Se acerca una ola hacia la playa. Al llegar, se troca en espuma que baña unos pies descalzos curtidos por el sol. Ricardo recoge las redes tendidas en la arena, va hacia la pequeña barca y las deja caer en el interior. Rema con fuerza mar adentro. El viento azota su pelo negro, canta y sonríe a la vida.
Después de un
buen rato echa las redes y se queda tumbado dejándose mecer por el bamboleo de
las olas con los ojos cerrados hasta que se queda dormido. Al despertar, algo
llama su atención, una roca que no había visto hasta ahora emerge del mar.
—Es pronto
para recoger las redes, no creo que haya mucha pesca en ellas se dice— y hace
tanto calor que, sin pensarlo, de un salto se tira al océano y nada hacia la roca
que ha despertado su curiosidad. En unas cuantas brazadas consigue llegar al
islote y subir trepando por las aristas con cuidado de no cortarse los pies.
Cuando llega
al punto más alto, descubre que es más ancha de lo que parecía, hay una pequeña
pendiente cubierta de hierba y al fondo una especie de cueva que se adentra en
el terreno.
—Todavía tengo
tiempo para investigar qué puede haber aquí —piensa y comienza a bajar. El
cambio de luz le hace restregarse los ojos que se van acostumbrando a la
oscuridad poco a poco. El haz de luz que penetra por el hueco no alumbra más
allá de un pequeño cerco que no llega a romper las sombras.
Según avanza
descubre un destello que nace del interior. La roca por dentro es de nácar
cristalino. Nunca ha visto nada tan hermoso. Al penetrar en la cueva se
encuentra en un paraje submarino como sólo lo ha imaginado en sueños.
Un gran lago
subterráneo ocupa el centro. Las paredes, tornasoladas, despiden un brillo que
ilumina y aporta claridad suficiente para contemplar su alrededor. De los lados
salen galerías que se internan en lo desconocido. A través de las aguas
cristalinas puede ver corales, peces y plantas fosforescentes. Parece un
paraíso sumergido por un diluvio.
Al otro lado
del lago, unos ojos grandes, verdes, que tienen el color del mar iluminado por
el sol y el misterio hipnótico de un rayo de luna, le miran fijamente.
Apenas distingue
el rostro que le observa. Una figura se destaca y va hacia él despacio. La
corriente marina mueve sus largos cabellos. La desdibuja. La borra. La difumina.

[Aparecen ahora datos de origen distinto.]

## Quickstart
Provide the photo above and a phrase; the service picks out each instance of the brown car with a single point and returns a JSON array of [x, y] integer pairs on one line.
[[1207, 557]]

Sus labios le invitan en un gesto mudo, le llaman. Le hablan sin palabras:
—Ven, ven,
ven...
Ricardo da un
paso, otro, otro, otro más. El agua le llega a las rodillas, a la cintura, al
pecho y él sigue avanzando, avanzando...
Arriba en la
superficie, el viento mece una barca vacía. Las gentes del pueblo, desde la
orilla, llaman a voces y gritan su nombre hasta enronquecer. Cuando la oscuridad
se apodera de la playa, desalentados, vuelven a sus casas. El mar se ha llevado
otra víctima, se dicen unos a otros, sin poder esconder su desconsuelo.
En lo hondo de
la cueva, Ricardo, tendido sobre las rocas con los ojos abiertos y la vista
fija en un punto, mira sin ver. La boca, contraída por una sonrisa expulsa las últimas
burbujas de aire.
El agua bate
sin descanso las plantas que agitadas semejan la figura de una mujer. Incluso,
si pudiéramos adentrarnos y mirar al fondo, podríamos ver algo semejante a unos
ojos verdes de profunda mirada y unas manos que, en un gesto suave y seductor,
nos invitan a llegar hasta ella.
En la playa,
las últimas voces que gritan su nombre se pierden en un eco.